Some brief thoughts from Todd Friel at Wretched (Here).
I'm not too familiar with yoga, but what my friends call yoga, I call stretching, and pretty much do the same thing. As far as spiritualism, any exercise I do I try to pray and listen to the Bible during it. Just making the best use of my time.
I too have been stretching since the 1970s. Range of motion exercise is a good thing.
Yes, that's true Jimmy. I think the point where Friel finds issue with yoga is when it goes from stretching & exercise into elements of Hinduism & similar religions.
I do think that, perhaps for a lot of people, yoga is merely a form of exercise. However, I think Friel has helpfully brought to the fore other issues of concern, which we ought to be aware of.
I don't disagree with Friel. I only point out, that for me, as well as other like minded individuals, stretching is exercise that has no correlation with yoga.
I’ve seen ‘Christian’ recommendation of, along with the stretching and different positions, also making use of mindfulness and breath prayers, repeating a phrase or word with biblical connotations. That’s definitely amiss. I don’t guess there’s anything wrong with the positions themselves (?) Except you can hurt yourself!
Yeah, so I actually watched the video and agree 100%. Including that we shouldn’t call stretches we do “yoga” (even if they are also used in yoga) and shouldn’t participate in anything by the name. I did not know that yoga is the Hindu way to salvation. Informative, thanks Scott!
As long as one understands that "salvation" as the Christian understands it is not a Hindi or Buddhist (reformed Hinduism) concept (as I am sure that you know, Jeri).
Overcoming maya, transcending karma, escaping samsara, and achieving nirvana are "salvation" for the Buddhist, meaning that it is their aim, realized in the extinction of desire and personal consciousness, "when the dewdrop slips into the shining sea." Yoga is a part of the realization of this.
The Hindi speak of the journey within, in which the atman (the most essential self) discovers that, at core, it is Brahman (divine). Classically, Hinduism speaks of four "paths" of yoga (the practice itself having eight "limbs"), though there are a number more, all calculated to enable the discovery that "all is one and it is divine." So, yes, yoga is a part of Hindi "salvation," though to say that without some of this explanation is not helpful to people who've not studied these religions.
I would not call any kind of exercise, as you note Jeri, that I as a Christian might do "yoga." It is the practice of a false religion and false religions are demonic. Todd Friel is correct, though he could be more informative in his discussion. [Just as a side note, I can't quite stomach his presentation style, though I suppose that others like him quite well. I'll just let it go at that!]
“realized in the extinction of desire and personal consciousness...”
So terribly sad!
It is not just any kind of stretching. It is certain movements, poses, breathing used in a different religion.
Best comparison I can think of is crossing yourself. Fingers to head, chest, then each shoulder. Now imagine folks in the middle east or India found some health benefit to doing that.
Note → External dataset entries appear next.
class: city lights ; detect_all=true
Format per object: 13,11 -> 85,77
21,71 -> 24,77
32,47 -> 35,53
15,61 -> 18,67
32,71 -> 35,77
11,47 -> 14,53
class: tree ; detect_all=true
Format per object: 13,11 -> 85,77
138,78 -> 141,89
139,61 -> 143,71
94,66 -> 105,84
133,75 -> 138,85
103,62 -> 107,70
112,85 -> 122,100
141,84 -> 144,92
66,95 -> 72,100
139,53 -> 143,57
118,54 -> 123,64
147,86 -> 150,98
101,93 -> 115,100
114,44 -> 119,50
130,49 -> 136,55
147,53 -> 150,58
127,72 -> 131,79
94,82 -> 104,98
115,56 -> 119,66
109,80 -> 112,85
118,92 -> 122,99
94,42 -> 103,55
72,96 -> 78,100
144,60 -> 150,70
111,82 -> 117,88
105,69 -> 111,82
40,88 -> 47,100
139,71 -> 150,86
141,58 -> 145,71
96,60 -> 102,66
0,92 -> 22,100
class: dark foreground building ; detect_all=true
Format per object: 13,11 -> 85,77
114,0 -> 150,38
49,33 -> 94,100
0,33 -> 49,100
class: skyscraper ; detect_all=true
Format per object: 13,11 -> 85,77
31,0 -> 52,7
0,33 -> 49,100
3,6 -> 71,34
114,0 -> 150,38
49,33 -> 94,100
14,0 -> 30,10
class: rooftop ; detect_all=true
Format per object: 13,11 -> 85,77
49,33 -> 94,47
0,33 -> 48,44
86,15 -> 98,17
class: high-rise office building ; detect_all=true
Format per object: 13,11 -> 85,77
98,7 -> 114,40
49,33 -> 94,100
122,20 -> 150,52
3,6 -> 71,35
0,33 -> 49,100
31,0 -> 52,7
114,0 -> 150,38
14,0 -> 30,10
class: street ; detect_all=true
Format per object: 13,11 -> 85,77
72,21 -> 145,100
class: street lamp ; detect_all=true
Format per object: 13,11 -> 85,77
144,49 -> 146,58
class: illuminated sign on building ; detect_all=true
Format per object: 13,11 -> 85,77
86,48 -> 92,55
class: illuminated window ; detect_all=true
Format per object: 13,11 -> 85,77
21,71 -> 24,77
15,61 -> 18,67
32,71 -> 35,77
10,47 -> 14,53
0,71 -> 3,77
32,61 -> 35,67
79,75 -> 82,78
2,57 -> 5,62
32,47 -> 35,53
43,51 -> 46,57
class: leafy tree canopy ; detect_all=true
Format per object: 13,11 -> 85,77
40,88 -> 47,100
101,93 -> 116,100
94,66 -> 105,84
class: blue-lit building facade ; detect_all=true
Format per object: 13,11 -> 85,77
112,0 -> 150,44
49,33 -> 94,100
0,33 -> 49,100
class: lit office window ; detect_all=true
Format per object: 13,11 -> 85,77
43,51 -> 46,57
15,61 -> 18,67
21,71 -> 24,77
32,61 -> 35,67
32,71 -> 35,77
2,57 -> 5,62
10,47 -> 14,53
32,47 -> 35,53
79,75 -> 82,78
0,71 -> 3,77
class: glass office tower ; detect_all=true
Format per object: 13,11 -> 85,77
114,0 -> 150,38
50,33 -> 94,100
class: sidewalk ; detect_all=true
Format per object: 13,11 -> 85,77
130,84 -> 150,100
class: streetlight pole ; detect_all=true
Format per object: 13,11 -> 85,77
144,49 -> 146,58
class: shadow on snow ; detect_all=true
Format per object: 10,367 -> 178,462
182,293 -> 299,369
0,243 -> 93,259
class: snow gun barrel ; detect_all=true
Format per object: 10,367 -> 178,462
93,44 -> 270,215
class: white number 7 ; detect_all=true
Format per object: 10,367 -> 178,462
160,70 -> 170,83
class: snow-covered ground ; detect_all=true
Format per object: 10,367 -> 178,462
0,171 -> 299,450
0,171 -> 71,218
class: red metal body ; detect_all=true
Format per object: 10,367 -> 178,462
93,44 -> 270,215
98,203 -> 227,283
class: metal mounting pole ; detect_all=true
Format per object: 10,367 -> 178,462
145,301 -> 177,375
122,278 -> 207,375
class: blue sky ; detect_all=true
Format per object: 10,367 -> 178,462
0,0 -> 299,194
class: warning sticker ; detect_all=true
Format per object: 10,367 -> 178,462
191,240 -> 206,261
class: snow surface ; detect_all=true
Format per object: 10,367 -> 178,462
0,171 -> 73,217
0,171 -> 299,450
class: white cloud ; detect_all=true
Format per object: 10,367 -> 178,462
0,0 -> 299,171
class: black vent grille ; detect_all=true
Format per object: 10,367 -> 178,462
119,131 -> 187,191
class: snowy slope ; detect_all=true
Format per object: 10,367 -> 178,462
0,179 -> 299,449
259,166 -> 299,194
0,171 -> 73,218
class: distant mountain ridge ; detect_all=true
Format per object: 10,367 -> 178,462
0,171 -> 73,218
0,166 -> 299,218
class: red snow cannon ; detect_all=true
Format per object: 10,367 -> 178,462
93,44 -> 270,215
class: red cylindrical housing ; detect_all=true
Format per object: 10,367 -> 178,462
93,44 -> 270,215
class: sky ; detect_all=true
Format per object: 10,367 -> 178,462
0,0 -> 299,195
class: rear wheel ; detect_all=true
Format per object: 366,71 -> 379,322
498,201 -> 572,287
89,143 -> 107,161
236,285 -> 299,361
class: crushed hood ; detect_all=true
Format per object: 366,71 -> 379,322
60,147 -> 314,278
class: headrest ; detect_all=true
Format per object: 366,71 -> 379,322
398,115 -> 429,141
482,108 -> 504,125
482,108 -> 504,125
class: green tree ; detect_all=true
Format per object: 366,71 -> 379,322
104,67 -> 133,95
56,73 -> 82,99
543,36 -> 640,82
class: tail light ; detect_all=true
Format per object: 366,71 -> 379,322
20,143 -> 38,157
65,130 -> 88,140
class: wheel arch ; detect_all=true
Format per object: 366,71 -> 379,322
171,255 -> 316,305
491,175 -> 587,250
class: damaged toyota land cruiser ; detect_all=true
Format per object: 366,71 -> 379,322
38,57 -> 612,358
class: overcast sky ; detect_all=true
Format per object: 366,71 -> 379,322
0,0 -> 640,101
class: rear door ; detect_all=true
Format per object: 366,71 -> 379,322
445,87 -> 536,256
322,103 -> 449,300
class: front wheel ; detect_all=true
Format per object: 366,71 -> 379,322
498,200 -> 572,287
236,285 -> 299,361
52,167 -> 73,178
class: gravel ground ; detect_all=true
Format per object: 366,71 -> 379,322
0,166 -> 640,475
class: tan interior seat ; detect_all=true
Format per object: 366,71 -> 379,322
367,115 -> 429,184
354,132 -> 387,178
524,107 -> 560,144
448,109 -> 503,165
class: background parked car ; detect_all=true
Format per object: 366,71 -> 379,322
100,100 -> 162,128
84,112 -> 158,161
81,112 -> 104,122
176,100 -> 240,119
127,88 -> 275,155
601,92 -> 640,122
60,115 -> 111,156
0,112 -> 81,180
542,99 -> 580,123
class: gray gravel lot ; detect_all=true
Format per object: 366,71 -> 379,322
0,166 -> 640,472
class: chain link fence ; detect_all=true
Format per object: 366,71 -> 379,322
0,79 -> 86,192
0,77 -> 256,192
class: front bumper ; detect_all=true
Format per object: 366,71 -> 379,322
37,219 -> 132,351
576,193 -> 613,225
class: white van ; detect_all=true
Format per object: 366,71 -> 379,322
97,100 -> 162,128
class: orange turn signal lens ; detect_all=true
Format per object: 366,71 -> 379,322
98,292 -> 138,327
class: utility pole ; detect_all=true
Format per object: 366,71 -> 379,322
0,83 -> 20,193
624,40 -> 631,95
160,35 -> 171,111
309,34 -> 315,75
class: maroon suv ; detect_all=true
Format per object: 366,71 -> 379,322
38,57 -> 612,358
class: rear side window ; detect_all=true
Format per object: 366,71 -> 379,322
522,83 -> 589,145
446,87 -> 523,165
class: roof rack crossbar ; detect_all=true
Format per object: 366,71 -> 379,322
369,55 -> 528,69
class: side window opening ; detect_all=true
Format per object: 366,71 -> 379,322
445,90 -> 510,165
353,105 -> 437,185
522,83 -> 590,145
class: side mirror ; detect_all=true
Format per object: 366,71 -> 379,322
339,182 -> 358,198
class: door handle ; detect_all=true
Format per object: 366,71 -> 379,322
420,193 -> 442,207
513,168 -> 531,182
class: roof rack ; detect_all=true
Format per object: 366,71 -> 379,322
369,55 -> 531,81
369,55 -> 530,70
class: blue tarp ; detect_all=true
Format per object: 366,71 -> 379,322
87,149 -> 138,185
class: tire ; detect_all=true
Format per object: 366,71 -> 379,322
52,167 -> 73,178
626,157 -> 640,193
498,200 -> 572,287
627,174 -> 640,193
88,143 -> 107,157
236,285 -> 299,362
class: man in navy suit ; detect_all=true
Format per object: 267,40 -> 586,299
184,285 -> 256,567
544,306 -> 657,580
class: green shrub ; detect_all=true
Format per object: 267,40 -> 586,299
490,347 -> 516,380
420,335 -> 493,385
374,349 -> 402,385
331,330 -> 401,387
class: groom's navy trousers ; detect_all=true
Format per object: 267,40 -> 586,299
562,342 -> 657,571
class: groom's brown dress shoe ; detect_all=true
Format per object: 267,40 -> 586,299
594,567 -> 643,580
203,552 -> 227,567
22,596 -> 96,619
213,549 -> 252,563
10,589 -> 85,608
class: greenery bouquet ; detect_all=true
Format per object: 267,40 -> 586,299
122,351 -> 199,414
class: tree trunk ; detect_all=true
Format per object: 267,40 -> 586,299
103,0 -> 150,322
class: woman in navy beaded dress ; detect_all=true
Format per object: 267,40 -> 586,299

They start crossing themselves as part of their exercise regiment. It's a religious sign, used inappropriately nonetheless.
I remember reading somewhere that what most people think of as yoga was actually invented in the 1950s or early 1960s in England (I think, something to do with British army exercises) and has nothing to do with India or Eastern religions.
Steven Bancarz did an interview with Sheologians a while back that was helpful.
I used to do it as part of P 90X, but I could never make it through the whole workout because it was too hard.
I don't think every yoga pose is a genuflection to Shiva. Otherwise getting in a football stance is yoga. On the other hand--well, that gets into the demonic and spiritual warfare.
To get mobility I started doing bodyweight exercises and Taekwon-do.
I prefer the Scottish Covenanter stretches:
His presentation style is unique for sure (though his radio broadcasts do not seem to be so exaggerated), but I have found his content generally useful. He seems to be a Calvinistic dispensational Baptist, in the vein of John MacCarthy, so there are going to be points that one who is confessional may not agree with at times. He also recently said some things that sounded to me like Eternal Subordination of the Son, so listening to him just requires some attention.